I fixed this in my code by moving the code outside of the before_destroy to the controller. It's a hack but works.

08/30/05 05:54:39 changed by anonymous

  • severity changed from critical to major.

09/04/05 15:28:28 changed by larrywilliams1@gmail.com

I tried to use write_inheritable_attribute but my code is never called.

10/12/05 18:10:15 changed by elliot@townx.org

I also ran across this problem.
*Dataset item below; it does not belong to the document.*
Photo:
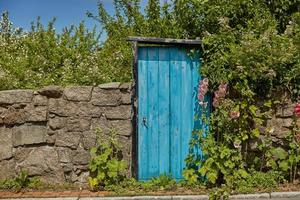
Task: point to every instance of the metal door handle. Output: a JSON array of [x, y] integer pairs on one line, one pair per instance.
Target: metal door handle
[[144, 122]]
I fixed it in the model for my application like this:

class Quotation < ActiveRecord::Base  
  has_and_belongs_to_many :categories
  
  protected
  
  # after initialising, save a copy of the categories associated with the quotation;
  # this is used to clear categories after a quotation is deleted;
  # because after_destroy for quotation occurs after links to categories have
  # been removed
  def after_initialize
    @categories_copy = categories.clone
  end
  
  # purge the copy of the categories for a quotation
  def after_destroy
    @categories_copy.each do |cc|
      cc.purge
    end
  end
end

So I clone the categories array after the model object is initialised, which remains intact even after the records in the join table have been removed. Then I can run the purge method for each category before the quotation is destroyed; the purge method just automatically removes any categories which no longer have associated quotations (e.g. if the just-deleted quotation was the only quotation in the category, it will be deleted once the quotation has been deleted). However, when I tried to do a similar trick for the Category model (to ensure that a category cannot be removed if it has associated quotations), I got all sorts of errors, so I'm guessing there's some weird feedback thing going on here.

Anyway, I agree with previous posts: records in the join table should not be deleted until the primary record has been deleted. Presently, associations are lost before the before_destroy method runs, so you don't get to do any work on the associated records.

11/05/05 21:22:47 changed by david

  • keywords set to fd.

11/08/05 08:49:24 changed by bitsweat

This is a touchy one. The associated records must be destroyed *before* the parent record to maintain referential integrity. But your before_destroy callbacks should still work, so we need the critical before_destroy to run after all other before_destroy callbacks. Hmm..

11/08/05 10:19:13 changed by bitsweat

  • status changed from new to closed.
  • resolution set to fixed.

(In [2940]) Destroy associated has_and_belongs_to_many records after all before_destroy callbacks but before destroy. This allows you to act on the habtm association as you please while preserving referential integrity. Closes #2065.